Lui l’ha picchiata. Le ha sfigurato il viso, s’è rotta non so quante costole, il calcagno.
– Per quattro giorni. Non mangiavo, non parlavo, veniva in bagno con me, mi ha sequestrato il cellulare…
Allora l’amica interviene. Abbiamo tutte braccia che non sappiamo dove mettere, le muoviamo e poi le incrociamo, cerchiamo, con esse, di dirigere un dialogo difficile, poi di custodirci. Ha chiamato tante volte, ma rispondeva lui. Brevi messaggi, sì non posso, adesso non posso, ti chiamo poi. Quella lo capisce che è una sfuggenza insolita. Non se la prende, s’avvita tutta a quella fiducia sacra delle amicizie vere.
Intanto le bambine giocavano sugli attrezzi, nessuna di noi le guarda più, nuotiamo nelle scene che tornano vive per chi ci è morto dentro.
Eppure erano fidanzati da quattro anni. Non era mai successo.
– Sei stata coraggiosa.
Si schermisce, la gamba dentro quel grande tutore nero, le dita del piede si sgranchiscono in movimenti minimi.
Ha atteso quei quattro giorni, incollati alla paura e all’umiliazione, a un diritto di sé che combatte un enigma impossibile da sciogliere. Pazienza, fiducia, sopravvivenza. Sulla soglia del male, nella bocca infernale aspetta il punto di fallo del predatore, l’attimo esatto che l’istinto inventerà qualcosa, a insaputa di entrambi, magari invece ha avuto la lucidità di premeditare la sua liberazione. Quella pianificazione che a lui è mancata, carnefice senza che alcuno di loro sapesse.
E l’attimo viene, la salva in una finestra rimasta aperta, dal secondo piano si cala al primo, salta. Scappa su quel calcagno fratturato.
Del viso non era rimasto nulla, rotta la mascella, gonfio di sciagura.
Del cuore non era rimasto niente.
In questi quaranta gradi al sole la pelle d’oca viaggia sulla pelle, e gli occhi bruciano. L’amica è più scossa di lei, pensa avrei dovuto capirlo, avrei dovuto ascoltare il mio dubbio, che quegli sms erano troppo vaghi. Lo spavento è ancora lì, è una questione epicentrica: siamo sempre colpiti di più quando c’è una vicinanza affettiva, o di genere, di condizione. Forse anche fisica, perché questa storia è di carne, non è la carta di un giornale, non è uno schermo, che racconta.
Invece la ragazza non piange. Non è ancora riuscita a farlo. E come potrebbe?
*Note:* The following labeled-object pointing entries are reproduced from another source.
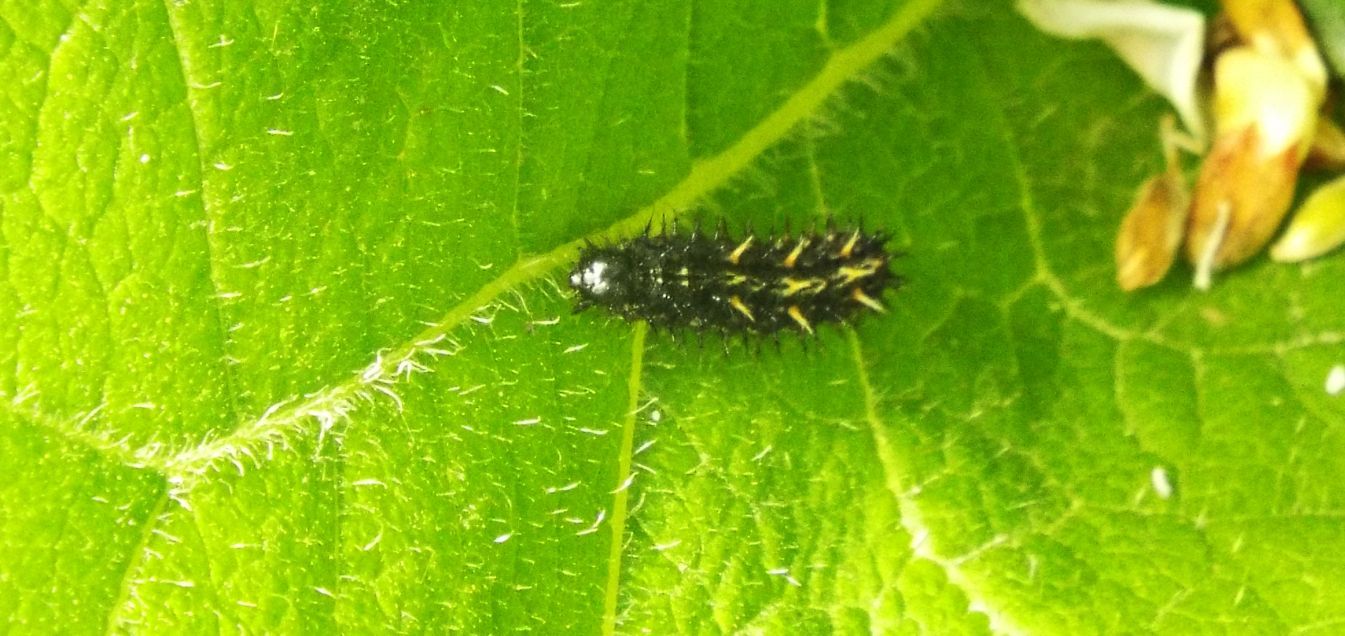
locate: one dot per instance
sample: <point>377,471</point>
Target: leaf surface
<point>285,344</point>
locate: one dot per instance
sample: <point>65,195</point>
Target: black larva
<point>751,285</point>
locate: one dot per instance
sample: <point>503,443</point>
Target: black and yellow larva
<point>760,284</point>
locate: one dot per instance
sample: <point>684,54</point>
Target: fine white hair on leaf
<point>1161,482</point>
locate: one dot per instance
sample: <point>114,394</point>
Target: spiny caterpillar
<point>760,284</point>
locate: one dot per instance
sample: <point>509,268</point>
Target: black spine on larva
<point>757,285</point>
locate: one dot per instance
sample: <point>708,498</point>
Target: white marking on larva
<point>1161,482</point>
<point>1336,379</point>
<point>593,279</point>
Si è rotta il cuore.
Richiamo mia figlia, raccolgo il mio sgomento. Ci salutammo con quella lode silenziosa che rimane quando due persone s’infrangano dentro. Quella fratellanza nata da odori che si sono contagiati.
E così adesso cammina. Ha lasciato la sedia a rotelle, la vita si riaddestra su una stampella. Mi basterebbe traversare un paio di metri, ma preferisco così: guardarla nel coraggio che le ho riconosciuto. Imparare.